The government has said it is seeking to tax gaming operators in an equitable fashion.

Alice Whyms, the human resources manager at Ultra Games, said employees are anxious about job security.

According to Whyms, Ultra Games has 200 employees, the majority of whom are women.

“The biggest cost to an operation, as everyone knows, is labor,” she said.

“We’re going to have to look at our organization and make the tough decision: sending people home.”

It was a similar argument made by Shanette Rahming, the human resources and training manager at Island Luck.

Rahming said while the implementation of a sliding scale of taxes would result in downsizing, Island Luck does not want to have to disengage employees.

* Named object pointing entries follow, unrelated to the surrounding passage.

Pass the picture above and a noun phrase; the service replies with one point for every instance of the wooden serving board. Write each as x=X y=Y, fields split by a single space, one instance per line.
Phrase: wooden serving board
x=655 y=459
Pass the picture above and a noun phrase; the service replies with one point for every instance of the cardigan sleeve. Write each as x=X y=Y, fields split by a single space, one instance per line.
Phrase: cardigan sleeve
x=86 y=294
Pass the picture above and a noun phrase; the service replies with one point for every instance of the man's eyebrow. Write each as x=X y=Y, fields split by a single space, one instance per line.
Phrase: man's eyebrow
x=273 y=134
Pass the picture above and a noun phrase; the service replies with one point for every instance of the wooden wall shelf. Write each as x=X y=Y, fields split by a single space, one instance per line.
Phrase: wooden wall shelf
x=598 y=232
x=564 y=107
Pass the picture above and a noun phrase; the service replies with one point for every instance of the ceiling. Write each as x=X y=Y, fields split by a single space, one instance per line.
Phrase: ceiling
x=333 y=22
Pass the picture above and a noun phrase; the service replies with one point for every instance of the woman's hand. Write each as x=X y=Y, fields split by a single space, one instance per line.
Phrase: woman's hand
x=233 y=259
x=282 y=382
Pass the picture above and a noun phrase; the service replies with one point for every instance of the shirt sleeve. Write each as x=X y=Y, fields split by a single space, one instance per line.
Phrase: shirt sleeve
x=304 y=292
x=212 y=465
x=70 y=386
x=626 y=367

According to the Rahming, Island Luck employs around 800 people.

In the interim, Island Luck has begun rolling out internal mechanisms to assist employees, including financial advice, she said.

“This forum today was to address some of the concerns and let them know that the leaders of the organization are working tirelessly to come to an amicable resolve with the government,” Rahming said.

The association has threatened to sue the government if it fails to engage with operators, but the government has stated it is prepared for a legal battle.

The government has also used the explanation that there is a need for higher taxes to cover the social cost of gambling in Family Island communities; and that gaming taxes fall into the category of sin taxes, which are traditionally high.

The pending taxes have prompted the association to mobilize a data-driven campaign.

The gaming operators engaged independent expert Gavin Hamilton to analyze and conduct a report on the proposed tax hike.

The association said that report found the tax structure the government has proposed would bring The Bahamas’ rates among the highest in the world and result in 2,000 job losses, store closures of up to 192 venues and a reduction of marketing spending by 30 percent.

The group also released two reports on Tuesday – one from Christiansen Capital Advisors, LLC. and the other from Oxford Economics – which suggested the government used false comparisons and faulty assumptions to justify the exorbitant tax hike.

According to Christiansen Capital Advisors’ report, gaming houses earn 26 cents on the dollars, while 59 cents goes to wages and operating expenses. The report also said the gaming houses contribute $30 million to the government and charitable causes.

A video promo circulated on social media on Tuesday with gaming house staff at work, sending the message, “I need my job.”